The existence of ‘digital cash’ is transforming the way in which value is transferred over networks because it theoretically enables any amount of money to be sent to anyone (or thing) at any time, extremely cheaply. The money itself is ‘programmable’, meaning it can literally do anything a programmer is able to fathom.
To make it real, imagine a scene back on the beach. Leo is lying in his hammock, sipping out of a coconut whilst reading an article about cryptocurrencies on his smartphone. His digital wallet ‘streams’ bitcoin directly to the London based author in real-time as he reads. Leo enjoys the article so he shares it on Twitter. He’s especially incentivised to do this because the author has applied some basic code that pays Leo a small amount of crypto every-time one of Leo’s followers click on the article link. Note that this can be difficult or impossible to do with PayPal, as it would depend on the dollar amounts being sent, the number of payments, and whether both author and reader had bank accounts. This is just one application of programmable money; over time money will flow over the internet as freely as information does today.

That’s what Bitcoin provides over PayPal
With PayPal or other fiat currency payment mechanisms you have to: a) store your money with a bank, b) trust the bank not to fail, c ) trust the bank to let all your payments go through and not freeze your account, and d) trust the government of the bank not to inflate the currency. Moreover, PayPal is not as freely programmable as Bitcoin and other cryptocurrencies.

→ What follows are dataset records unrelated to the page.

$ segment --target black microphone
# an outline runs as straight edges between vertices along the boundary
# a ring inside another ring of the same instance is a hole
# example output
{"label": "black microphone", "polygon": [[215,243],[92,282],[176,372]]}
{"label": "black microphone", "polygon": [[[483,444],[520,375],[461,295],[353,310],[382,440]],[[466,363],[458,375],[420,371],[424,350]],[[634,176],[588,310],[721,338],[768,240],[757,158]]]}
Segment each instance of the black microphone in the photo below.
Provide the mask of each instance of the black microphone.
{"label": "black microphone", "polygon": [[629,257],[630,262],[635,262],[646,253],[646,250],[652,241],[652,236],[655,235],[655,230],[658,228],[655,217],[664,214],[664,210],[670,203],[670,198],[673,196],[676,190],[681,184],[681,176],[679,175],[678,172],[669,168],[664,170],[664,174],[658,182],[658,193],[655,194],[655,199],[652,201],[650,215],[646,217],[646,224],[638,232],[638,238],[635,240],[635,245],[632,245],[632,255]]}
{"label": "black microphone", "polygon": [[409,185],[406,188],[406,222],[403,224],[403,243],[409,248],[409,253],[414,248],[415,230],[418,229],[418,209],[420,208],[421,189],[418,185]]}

Millions of people, maybe even hundreds of millions of people may become attracted to cryptocurrencies like bitcoin as an alternative to trusting banks, governments, and centralised forms of money with their life savings. However, in my view the driver for billions of people to use crypto will not be due solely to a breakdown in trust. It will be because this programmable digital money will be fundamentally more useful than anything that went before it, at the beach or at the bank.